VII - geração do QR Code no conceito de OTP - o aplicativo exibirá QR Code criado dinamicamente a cada novo acesso ao documento, mantendo dados de validação vinculados à data e hora de sua geração;

VIII - código de verificação - a cada novo acesso, o documento exibirá, no canto superior direito e também como marca-d'água, código de verificação contendo 20 caracteres, precedido da data e hora de sua geração;

IX - leitura off-line - o aplicativo conterá ferramenta para conferência de outros DNIs a partir da leitura do QR Code apresentado, exibindo dados biográficos, a miniatura da foto do portador e o código de verificação de que trata o inciso VIII deste artigo, além da informação de que a verificação foi realizada sem conexão com a Internet.

X - leitura on-line - quando o dispositivo utilizado para leitura estiver conectado à Internet, a leitura do QR Code trará informação sobre a vigência do documento em tempo real, informando que a leitura traz dados atualizados do documento apresentado;

XI - foto em tamanho maior - a foto apresentada será exibida em tamanho proporcional à tela do smartphone do portador, de forma a facilitar sua verificação por agentes públicos.

Art. 5º O QR Code emitido pelo DNI também poderá ser lido utilizando-se do aplicativo Lince, desenvolvido e disponibilizado gratuitamente pelo SERPRO - Serviço Federal de Processamento de Dados.

Art. 6º O Documento Nacional de Identidade (DNI) possui fé pública e validade em todo o território nacional, conforme art. 8º da Lei 13.444/2017.

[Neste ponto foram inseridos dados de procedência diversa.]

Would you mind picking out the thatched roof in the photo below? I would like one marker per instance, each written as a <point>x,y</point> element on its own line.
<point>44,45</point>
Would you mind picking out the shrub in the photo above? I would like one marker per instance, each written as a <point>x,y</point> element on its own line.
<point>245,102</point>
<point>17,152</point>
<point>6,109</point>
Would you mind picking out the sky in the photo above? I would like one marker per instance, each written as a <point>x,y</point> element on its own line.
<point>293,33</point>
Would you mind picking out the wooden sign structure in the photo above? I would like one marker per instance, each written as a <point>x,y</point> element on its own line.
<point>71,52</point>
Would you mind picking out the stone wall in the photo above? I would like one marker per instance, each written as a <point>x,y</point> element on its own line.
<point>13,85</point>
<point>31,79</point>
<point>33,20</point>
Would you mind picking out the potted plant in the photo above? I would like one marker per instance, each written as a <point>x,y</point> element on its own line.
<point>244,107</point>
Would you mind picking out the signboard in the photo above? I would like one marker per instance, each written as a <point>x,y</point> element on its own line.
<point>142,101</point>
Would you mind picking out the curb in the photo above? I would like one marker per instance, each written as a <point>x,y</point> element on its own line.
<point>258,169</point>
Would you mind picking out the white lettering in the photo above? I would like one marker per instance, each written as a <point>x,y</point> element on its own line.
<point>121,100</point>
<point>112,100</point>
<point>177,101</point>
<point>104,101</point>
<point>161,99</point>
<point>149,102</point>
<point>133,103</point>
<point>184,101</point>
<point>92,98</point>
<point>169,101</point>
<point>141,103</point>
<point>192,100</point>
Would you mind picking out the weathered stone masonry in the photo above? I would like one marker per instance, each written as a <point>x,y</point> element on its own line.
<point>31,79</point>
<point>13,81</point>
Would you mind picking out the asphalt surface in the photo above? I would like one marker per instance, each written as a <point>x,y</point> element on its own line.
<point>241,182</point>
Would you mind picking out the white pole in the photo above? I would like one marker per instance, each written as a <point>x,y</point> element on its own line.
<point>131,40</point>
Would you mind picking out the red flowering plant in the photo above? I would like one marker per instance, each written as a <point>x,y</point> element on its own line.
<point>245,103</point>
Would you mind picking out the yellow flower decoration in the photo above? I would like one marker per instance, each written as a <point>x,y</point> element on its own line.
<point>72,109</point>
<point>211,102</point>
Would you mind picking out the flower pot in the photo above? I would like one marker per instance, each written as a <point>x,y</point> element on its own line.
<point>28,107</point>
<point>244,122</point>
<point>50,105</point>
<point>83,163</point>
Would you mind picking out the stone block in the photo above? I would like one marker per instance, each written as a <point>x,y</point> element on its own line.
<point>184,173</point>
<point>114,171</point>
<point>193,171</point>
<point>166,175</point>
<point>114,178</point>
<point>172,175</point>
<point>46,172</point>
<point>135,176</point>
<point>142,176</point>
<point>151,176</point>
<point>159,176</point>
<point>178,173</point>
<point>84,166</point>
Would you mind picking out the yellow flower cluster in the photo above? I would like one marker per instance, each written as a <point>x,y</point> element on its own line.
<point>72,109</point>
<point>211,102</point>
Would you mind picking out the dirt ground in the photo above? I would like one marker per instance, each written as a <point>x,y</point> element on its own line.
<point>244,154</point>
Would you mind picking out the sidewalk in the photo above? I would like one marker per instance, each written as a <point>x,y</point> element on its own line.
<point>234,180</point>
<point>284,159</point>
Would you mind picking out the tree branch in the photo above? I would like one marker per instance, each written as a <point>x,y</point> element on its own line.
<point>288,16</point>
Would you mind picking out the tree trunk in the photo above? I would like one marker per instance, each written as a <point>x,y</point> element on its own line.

Art. 7º Esta resolução entra em vigor na data de sua publicação.

 

JUÍZA FEDERAL ANA LÚCIA ANDRADE DE AGUIAR

Representante do Tribunal Superior Eleitoral

Coordenadora

MARCELO PAGOTTI

Representante do Poder Executivo Federal

Coordenador Substituto

PROCURADOR LUIS CARLOS MARTINS ALVES JUNIOR

Representante do Poder Executivo Federal

JOÃO PAULO FACHADA MARTINS DA SILVA

Representante do Poder Executivo Federal

MINISTRO TARCISIO VIEIRA DE CARVALHO NETO

Representante do Tribunal Superior Eleitoral

GIUSEPPE DUTRA JANINO

Representante do Tribunal Superior Eleitoral

DEPUTADO FEDERAL JULIO LOPES

Representante da Câmara dos Deputados

SENADOR DÁRIO BERGER

Representante do Senado Federal

CONSELHEIRA MARIA TEREZA UILLE GOMES

Representante do Conselho Nacional de Justiça

Este texto não substitui o publicado no DJE-TSE, nº 35, de 20.2.2018, p. 103-106.